I'm interested in the following problem :
Compute the average distance between two points independently chosen at random on $U(n)$.
What i have done so far :
- Observe that : $$\begin{array}{lll} \int_{U(n)}\int_{U(n)}d(g_1,g_2)d\mu_1d\mu_2&=&\int\int d(g_1g_2^{-1},1)d\mu_1d\mu_2\\ &=&\int\int d(g,1) d\mu d\mu_2\\ &=&\int d(g,1) d\mu\\ \end{array}$$
where :
- the second equality comes from the bi-invariance of the Haar-measure;
- the last equality comes from the fact that $\mu_2({U(n)})=1$.

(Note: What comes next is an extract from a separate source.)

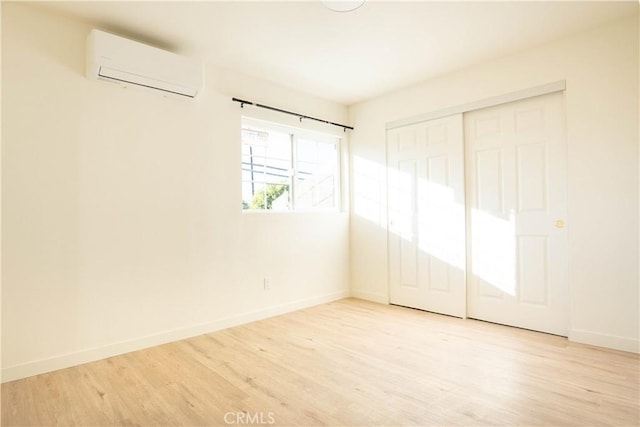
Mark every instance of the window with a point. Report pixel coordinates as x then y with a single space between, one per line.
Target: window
286 169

- Now, $g\mapsto d(g,1)$ is invariant by conjugation so Weyl's integration formula applies :
$$\int_{U(n)} d(g,1) d\mu = \int_{T} d(t,1) u(t) dt =\frac{1}{n!}\int_{[-\pi;\pi]^n} \sqrt{\theta_1^2+...+\theta_n^2}\prod_{i\neq j}\left|e^{i\theta_i}-e^{i\theta_j}\right|\frac{d\theta_1}{2\pi}...\frac{d\theta_n}{2\pi}$$
This is because, if $t=diag(e^{i\theta_1},...e^{i\theta_n})$ with $\theta_i\in[-\pi,\pi]$, then $d(t,1)=\sqrt{\theta_1^2+\ldots+\theta_n^2}$.
Indeed, $\gamma:[0,1]\to U(n)$, $\gamma(s)=diag(e^{is\theta_1},...e^{is\theta_n})$ is a minimal geodesic of length $||(\theta_1,...,\theta_n)||=\sqrt{\theta_1^2+...+\theta_n^2}$.
Questions:
- Are my reasoning and computation so far correct ?
- If they are, how can I compute that monstrosity ?! I mean, even in the simplest non trivial case where $n=2$ :
$$\int_{U(2)} d(g,1)d\mu = \frac{1}{2\pi^2}\int_{[-\pi;\pi]^2} \sqrt{x^2+y^2}\sin\left(\frac{x-y}{2}\right)^2 dx\,dy$$
Wolfram and back-of-the-envelope simulations with Sage suggest the result is $\approx 2,48$. Is this the best we can expect ?!
If exact computation is not manageable for general $n$, how can i compute at least an equivalent when $n\to \infty$ ?
I'd like to understand how much the unitary case deviates from abelian case of same rank. (Simulations on Sage suggest that the average distance between two points on the standard torus $T_n$ grows like $O(\sqrt{n})$.) How can I do that ?
Surely, these questions must have been investigated but i don't where to look for. What are the key-words/references for these questions ?
EDIT2: i think i can answer question 3. for the torus case !
Indeed, let $(X_i)_{i\in\mathbb{N}}$ be a sequence of i.i.d. variables with uniform distribution $\mathcal{U}([-\pi;\pi])$.
Then $\frac{X_1^2+\ldots+X_n^2}{n}\rightarrow^{a.s.} E[x_1^2]=\frac{\pi^2}{3}$ (law of large numbers).
Therefore, $$\int_{[-\pi,\pi]^n}\sqrt{x_1^2+...+x_n^2}\frac{dx_1}{2\pi}...\frac{dx_n}{2\pi} \sim \sqrt{n}\sqrt{\frac{\pi^2}{3}}=\frac{\pi}{\sqrt{3}}\sqrt{n}$$
If this is correct, this settles question 3. for the torus case.